It is important to know about the rights of individuals with limited English proficiency (LEP) and individuals with undocumented immigration status in order to advocate on their behalf and ensure that they have full access to all services available to survivors of domestic violence and sexual assault. To that end the National Latino Network has compiled a list of resources for those who wish to learn more about these issues.
Title VI of the 1964 Civil Rights Act: recipients of Federal financial assistance are not allowed to discriminate based on race, color, or national origin.
Executive Order 13166: Protection against national origin discrimination includes persons with limited English proficiency (LEP).
Facts sheet: The Office for Civil Rights of the U.S. Dept of Health and Human Services developed a fact sheet explaining the position by the U.S. Attorney General that certain services necessary for the protection of life and safety are exempt from the immigration restrictions imposed by the welfare reform law.
Statement from the U.S. Department of Housing and Urban Development: clarified that transitional housing for up to 2 years should be available to immigrant victims of domestic violence regardless of immigration status and explaining the need for compliance with this law.

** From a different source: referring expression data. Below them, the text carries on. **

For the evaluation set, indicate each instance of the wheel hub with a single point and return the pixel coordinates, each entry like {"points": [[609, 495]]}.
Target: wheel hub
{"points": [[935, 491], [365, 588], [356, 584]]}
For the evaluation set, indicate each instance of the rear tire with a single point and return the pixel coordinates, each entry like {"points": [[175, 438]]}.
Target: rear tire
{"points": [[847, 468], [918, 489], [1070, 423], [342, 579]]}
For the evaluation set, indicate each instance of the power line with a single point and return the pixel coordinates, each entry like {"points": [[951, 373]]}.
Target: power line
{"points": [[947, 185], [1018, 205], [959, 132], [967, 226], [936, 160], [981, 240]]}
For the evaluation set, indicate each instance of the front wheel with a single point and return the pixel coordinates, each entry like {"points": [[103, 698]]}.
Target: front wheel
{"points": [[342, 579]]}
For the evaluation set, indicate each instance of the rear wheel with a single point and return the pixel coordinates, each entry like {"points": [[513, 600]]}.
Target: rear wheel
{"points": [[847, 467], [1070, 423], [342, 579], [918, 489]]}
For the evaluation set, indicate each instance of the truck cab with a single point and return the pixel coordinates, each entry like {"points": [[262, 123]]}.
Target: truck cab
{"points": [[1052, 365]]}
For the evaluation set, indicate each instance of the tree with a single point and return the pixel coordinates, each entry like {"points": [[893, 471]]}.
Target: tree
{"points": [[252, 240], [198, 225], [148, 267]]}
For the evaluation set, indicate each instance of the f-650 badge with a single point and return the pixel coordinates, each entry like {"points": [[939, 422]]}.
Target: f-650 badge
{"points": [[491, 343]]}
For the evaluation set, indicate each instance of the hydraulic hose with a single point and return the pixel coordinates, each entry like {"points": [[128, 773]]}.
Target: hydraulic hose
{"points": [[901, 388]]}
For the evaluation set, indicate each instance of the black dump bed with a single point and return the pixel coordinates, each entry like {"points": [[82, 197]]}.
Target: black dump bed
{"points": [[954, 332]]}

Frequently Asked Questions Regarding Survivors with LEP: Casa de Esperanza compiled a list of answers to frequently asked questions in response to numerous requests for information on the rights of access to services for LEP individuals,
In addition, Casa de Esperanza is currently participating in a study with the National Domestic Violence Hotline to track the need for LEP services and explore the challenges and barriers faced by victims with limited English proficiency to access services. The data is being analyzed and will shed light on the need to enhance access to services for LEP and immigrant survivors and the detrimental effects that barriers to access have on victims of domestic and sexual violence.